How to Migrate OpenClaw to a New Server (2026) — Step-by-Step Guide
Complete guide to migrate OpenClaw to a new server or platform. Transfer memory, cron jobs, secrets, and skills to IronClaw, Nanobot, Pi, or Goose without losing data.
🔴 Update (Feb 16, 2026): The speculation is now confirmed. Peter Steinberger has joined OpenAI and OpenClaw will move to a foundation with OpenAI’s continued support. Both Meta and OpenAI had submitted billion-dollar bids. The good news: OpenClaw stays open-source.
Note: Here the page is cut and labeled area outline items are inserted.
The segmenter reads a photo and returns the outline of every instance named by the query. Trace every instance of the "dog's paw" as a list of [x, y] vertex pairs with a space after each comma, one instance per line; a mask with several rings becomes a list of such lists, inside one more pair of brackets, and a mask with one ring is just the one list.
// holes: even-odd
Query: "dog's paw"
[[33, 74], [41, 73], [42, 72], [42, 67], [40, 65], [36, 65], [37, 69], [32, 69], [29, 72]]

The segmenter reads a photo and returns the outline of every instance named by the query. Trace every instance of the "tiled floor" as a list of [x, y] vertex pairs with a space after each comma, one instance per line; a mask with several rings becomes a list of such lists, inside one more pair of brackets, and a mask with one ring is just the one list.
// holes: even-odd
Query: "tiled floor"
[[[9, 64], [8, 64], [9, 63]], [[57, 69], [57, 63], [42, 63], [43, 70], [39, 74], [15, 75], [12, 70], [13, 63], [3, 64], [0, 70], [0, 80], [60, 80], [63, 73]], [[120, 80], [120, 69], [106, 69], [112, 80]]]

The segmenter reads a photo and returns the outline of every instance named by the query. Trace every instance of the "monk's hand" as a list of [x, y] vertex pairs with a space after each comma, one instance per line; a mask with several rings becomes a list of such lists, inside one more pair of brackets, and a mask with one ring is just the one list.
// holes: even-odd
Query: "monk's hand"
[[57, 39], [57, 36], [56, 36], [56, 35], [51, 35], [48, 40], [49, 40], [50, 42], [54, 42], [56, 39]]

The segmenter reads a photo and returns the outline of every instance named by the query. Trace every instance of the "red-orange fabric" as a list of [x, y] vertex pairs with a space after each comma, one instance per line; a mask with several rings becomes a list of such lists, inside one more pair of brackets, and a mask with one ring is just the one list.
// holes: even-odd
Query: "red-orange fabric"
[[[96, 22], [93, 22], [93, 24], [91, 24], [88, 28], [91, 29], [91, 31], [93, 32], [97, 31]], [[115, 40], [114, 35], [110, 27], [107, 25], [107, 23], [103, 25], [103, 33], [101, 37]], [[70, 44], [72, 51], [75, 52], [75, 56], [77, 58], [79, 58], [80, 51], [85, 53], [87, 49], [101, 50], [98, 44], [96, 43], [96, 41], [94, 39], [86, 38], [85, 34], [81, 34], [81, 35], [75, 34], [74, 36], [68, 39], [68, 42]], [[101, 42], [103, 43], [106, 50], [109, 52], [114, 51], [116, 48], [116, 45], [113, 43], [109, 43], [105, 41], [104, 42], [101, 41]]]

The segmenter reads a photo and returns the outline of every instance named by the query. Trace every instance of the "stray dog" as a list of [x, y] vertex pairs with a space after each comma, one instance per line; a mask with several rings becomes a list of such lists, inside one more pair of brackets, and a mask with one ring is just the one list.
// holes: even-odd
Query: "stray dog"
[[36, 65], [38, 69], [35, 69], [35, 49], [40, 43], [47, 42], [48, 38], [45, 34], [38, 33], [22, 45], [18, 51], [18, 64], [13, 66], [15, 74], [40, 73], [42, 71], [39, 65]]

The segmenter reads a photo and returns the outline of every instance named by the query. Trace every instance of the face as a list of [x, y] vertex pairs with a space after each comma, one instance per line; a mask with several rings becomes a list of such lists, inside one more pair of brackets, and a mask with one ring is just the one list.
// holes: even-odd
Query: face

The foundation model means forks remain viable and self-hosted instances keep working. But this guide is now more relevant than ever — knowing your exit options before you need them is the whole point.
With the OpenClaw acquisition now confirmed, the question I raised here has gone from hypothetical to urgent: what happens if I need to migrate my agent setup to a different platform?
I run a multi-agent OpenClaw instance on a DigitalOcean droplet. It handles everything from scheduled trading automation to security monitoring to daily research tasks. It’s deeply integrated into my workflow — Telegram notifications, email processing, cron-scheduled jobs, GPG-encrypted secrets. The thought of rebuilding all of this from scratch on a different platform is… not appealing.
But here’s the thing: the ecosystem is fragmenting fast. IronClaw (NEAR AI’s Rust rewrite), Nanobot (HKU’s research framework), Goose (Block’s developer agent), and even lightweight alternatives like Pi (the minimal engine inside OpenClaw itself) are all viable options now.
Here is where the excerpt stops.